Un murmullo de nerviosismo, de admiración contenida, rodó por la plaza como una ola, subió hasta los balcones y las azoteas cuando yo me erguí y adelanté mi brazo izquierdo en perfecta horizontal, como quien sujeta una plomada. El murmullo retrocedió, disminuido, como la resaca de las olas en la arena; y después volvió a crecer. Félix se movía: yo notaba el ligero desplazamiento, la suave rotación retardada, amortiguada como la de un enorme mecanismo hidráulico, como un barco de decenas de toneladas se acaba desplazando en el agua quieta, empujado por una sola mano. Félix estaba sujeto, aherrojado hasta los muslos, hasta las caderas, para librar su batalla a fuerza de cintura, sin poder escapar, como los dos duelistas del cuadro de Goya. Pero lo que inmoviliza a Félix no es la tierra; Félix está varios metros por encima de la tierra; lo que le atenaza es una maraña de manos y brazos escogidos, una guardia de corps que pisa otros cuerpos que pisan otros cuerpos que se abrazan y comprimen en contacto con el suelo, rodeados por el gentío de la plaza; y cuando Félix se mueve haciendo girar su cintura, cuando recoloca las piernas intentando encontrar la posición idónea, transmite su rotación a todo ese miriñaque de cuerpos humanos, esa falda cónica y masiva, desproporcionada con relación al pequeño individuo que emerge de ella: una rotación, un vaivén que sólo en el cemento se detiene, porque ha movido incluso, ligeramente, a los que lo están pisando.

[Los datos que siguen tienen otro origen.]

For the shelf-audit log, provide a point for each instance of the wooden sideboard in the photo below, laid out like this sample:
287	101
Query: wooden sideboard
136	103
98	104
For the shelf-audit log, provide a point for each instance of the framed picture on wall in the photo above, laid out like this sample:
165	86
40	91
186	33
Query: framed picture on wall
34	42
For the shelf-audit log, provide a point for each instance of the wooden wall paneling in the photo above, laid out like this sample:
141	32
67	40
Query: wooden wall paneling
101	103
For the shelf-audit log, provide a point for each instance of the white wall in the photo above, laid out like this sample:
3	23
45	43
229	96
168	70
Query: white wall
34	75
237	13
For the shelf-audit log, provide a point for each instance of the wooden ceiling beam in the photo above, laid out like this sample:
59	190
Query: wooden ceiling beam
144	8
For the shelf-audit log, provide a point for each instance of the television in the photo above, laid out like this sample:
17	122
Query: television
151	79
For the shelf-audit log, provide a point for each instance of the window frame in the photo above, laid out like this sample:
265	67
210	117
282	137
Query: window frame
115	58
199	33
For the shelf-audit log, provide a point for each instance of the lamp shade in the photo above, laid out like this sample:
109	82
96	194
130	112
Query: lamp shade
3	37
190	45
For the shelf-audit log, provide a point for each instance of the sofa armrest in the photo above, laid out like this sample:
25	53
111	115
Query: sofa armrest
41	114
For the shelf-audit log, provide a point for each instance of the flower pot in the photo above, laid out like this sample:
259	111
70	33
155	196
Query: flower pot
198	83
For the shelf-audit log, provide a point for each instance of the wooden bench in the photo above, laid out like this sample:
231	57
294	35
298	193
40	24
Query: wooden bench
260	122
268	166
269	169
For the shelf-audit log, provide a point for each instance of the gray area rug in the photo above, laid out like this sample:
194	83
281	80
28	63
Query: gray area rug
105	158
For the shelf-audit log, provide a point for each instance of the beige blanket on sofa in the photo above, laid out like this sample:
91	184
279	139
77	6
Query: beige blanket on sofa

No me he movido: sigo en pie, con el brazo adelantado, sigo mirando a la pared, a un sillar concreto que he escogido, separado de mis ojos por una decena de metros. Todavía no hago ningún esfuerzo, pero mi respiración es intensa, y mi corazón late con fuerza, como si quisiera salirse del pecho. Entonces noto las manos de Olga que rodean mis tobillos, que se cuelgan de mis rodillas. Olga se ha detenido, y con ella el murmullo de la muchedumbre que había ido creciendo ante la proximidad del prodigio. Toda la plaza enmudece, son miles, decenas de miles de bocas que se cierran y contienen la respiración, y de golpe se nota la brisa, la dulzura del aire pasajero, ajeno a la tensión del momento; y la voz de Olga se oye con estremecedora nitidez en el silencio contenido de la tregua: un cruce de palabras con Félix, un último diálogo técnico y corajudo, la boca de la mujer a un centímetro de la nuca maciza del gigante, del nudo de su pañuelo en el que no cabe una arruga.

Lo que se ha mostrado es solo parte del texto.